Business results related to minor league teams in which MLB franchises have an ownership interest were not included (e.g., Springfield Cardinals or Gwinnett Braves). Most minor league teams are owned independently from the major league teams with which they are affiliated; many have de minimis value.
• Chicago White Sox: The White Sox and NBA's Chicago Bulls share common ownership, which, in turn, owns 50% of NBC Sports Chicago—a regional sports network that airs many of those teams' games. For purposes of this valuation, that 50% allotment was ascribed a 30:20 attribution in the White Sox' favor, given that there is more inventory dedicated to baseball games over the course of a broadcast year. This is consistent with the methodology used in Sportico's NBA valuations published in January 2021.
• Colorado Rockies: The first phase of the Rockies' mixed-use commercial/residential real estate project adjacent to Coors Field is near completion. Consistent with Sportico's valuation methodology for National Football League and National Basketball Association franchises, during the construction phase, planned and in-progress improvements made to land were not tabulated. As a result, the completion of each phase of this project will positively affect future valuations of the Rockies.
• Los Angeles Angels of Anaheim: The Angels' Related Business category includes, in addition to its RSN stake, owner Arte Moreno's 2020 purchase of Angel Stadium of Anaheim.
• Los Angeles Dodgers: The Dodgers' Related Business category includes valuation assessments related to its ownership of Spectrum SportsNet LA (through wholly owned subsidiary American Media Productions LLC); investments held by its venture capital entity, Elysian Park Ventures; and property encompassing and adjacent to Dodger Stadium. This includes the proportional value of the acreage held though a 50/50 joint venture with the team's previous owner, Frank McCourt.
• New York Mets: Upon the team's sale in November 2020, the stake controlled by the previous principal owner, the Wilpon family, was reduced to 5%. The Wilpon family also controls 65% of SNY, a regional sports network that telecasts Mets games, as well as land near its ballpark, CitiField, through multiple closely held subsidiaries.
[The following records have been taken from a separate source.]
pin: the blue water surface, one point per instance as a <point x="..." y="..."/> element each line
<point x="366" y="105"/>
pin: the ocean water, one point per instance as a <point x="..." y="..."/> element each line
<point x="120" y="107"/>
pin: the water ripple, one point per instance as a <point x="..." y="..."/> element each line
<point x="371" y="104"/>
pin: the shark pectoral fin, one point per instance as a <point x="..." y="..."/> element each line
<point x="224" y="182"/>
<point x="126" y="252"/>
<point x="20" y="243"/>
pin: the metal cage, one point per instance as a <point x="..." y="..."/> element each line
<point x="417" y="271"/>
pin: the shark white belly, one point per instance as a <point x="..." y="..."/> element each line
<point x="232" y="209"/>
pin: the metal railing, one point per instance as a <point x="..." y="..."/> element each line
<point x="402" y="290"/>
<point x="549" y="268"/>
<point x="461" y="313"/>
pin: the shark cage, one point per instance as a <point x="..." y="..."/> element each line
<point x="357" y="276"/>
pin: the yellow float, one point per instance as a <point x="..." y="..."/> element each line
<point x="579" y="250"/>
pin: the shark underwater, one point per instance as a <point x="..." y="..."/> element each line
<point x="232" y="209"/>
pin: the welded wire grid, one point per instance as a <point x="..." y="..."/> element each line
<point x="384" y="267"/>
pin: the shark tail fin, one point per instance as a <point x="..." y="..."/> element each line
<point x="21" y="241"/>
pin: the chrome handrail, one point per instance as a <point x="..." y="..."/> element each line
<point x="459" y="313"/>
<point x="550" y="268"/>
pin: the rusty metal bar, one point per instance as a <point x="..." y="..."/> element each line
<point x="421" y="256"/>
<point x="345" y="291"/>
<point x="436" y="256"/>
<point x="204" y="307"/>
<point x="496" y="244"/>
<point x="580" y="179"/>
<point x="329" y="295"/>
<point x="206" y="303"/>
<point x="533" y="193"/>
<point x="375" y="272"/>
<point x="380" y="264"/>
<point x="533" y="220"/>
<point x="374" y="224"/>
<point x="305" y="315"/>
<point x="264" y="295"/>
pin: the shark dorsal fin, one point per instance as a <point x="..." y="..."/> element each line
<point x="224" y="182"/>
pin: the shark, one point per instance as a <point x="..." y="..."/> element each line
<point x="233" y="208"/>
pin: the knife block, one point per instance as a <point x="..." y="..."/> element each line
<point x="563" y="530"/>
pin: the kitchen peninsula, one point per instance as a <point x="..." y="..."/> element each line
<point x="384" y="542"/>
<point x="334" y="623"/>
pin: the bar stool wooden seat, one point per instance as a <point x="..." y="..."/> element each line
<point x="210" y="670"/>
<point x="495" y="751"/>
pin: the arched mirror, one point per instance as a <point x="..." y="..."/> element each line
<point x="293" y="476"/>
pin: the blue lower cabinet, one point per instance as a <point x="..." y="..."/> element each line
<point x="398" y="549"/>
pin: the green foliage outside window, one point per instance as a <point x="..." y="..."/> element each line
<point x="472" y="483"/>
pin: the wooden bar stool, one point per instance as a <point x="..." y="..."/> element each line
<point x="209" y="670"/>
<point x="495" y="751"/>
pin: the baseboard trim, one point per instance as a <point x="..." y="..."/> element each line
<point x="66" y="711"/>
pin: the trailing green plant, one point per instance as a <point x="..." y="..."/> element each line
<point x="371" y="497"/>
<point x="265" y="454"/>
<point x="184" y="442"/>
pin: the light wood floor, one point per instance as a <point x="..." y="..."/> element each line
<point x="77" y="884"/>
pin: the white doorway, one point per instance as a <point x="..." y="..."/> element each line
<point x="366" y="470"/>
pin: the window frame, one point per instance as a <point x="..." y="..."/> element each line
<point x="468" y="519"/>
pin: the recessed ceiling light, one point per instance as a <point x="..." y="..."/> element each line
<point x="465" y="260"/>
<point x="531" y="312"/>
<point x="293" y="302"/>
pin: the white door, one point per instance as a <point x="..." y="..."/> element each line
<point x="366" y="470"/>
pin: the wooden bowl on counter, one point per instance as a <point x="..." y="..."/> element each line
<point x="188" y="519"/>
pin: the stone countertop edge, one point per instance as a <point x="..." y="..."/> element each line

Since it is no longer reasonable to assess the team, network and this property as being under the same corporate ownership, no proportional interest in SNY nor the Wilpons' land was included in the franchise valuation.
• New York Yankees: The Yankees' Related Business category includes, among other investments, valuation assessments of its current ownership interests in YES Network (26%) and Legends (20%), after the team's parent entity increased its stake in the former, a regional sports network, in 2019, and decreased its stake in the later, a hospitality and management company, in 2021.
• San Francisco Giants: A valuation assessment of the Giants' participation in commercial real estate developments adjacent to its ballpark is included in the franchise's Team Value category; the team is a non-land-owning partner in the project.
• Texas Rangers and St. Louis Cardinals: The present, proportional value of the Rangers' real estate joint venture in partnership with the Cordish Companies and Lowes Hotels, and the Cardinals' joint venture with the Cordish Companies, have been included as related businesses. As with the Colorado Rockies and San Francisco Giants (above), further development of these projects will positively affect the future valuations of these franchises.
• Toronto Blue Jays: The Blue Jays' Related Business category includes an assessment of the dollar-value amount directly attributable to the team of sports-specific broadcast outlets (TV and radio) owned by its parent company, Rogers Communications. The franchise's Related Business category also includes the assessed value of its venue, Rogers Centre, excluding its footprint, which is government-owned.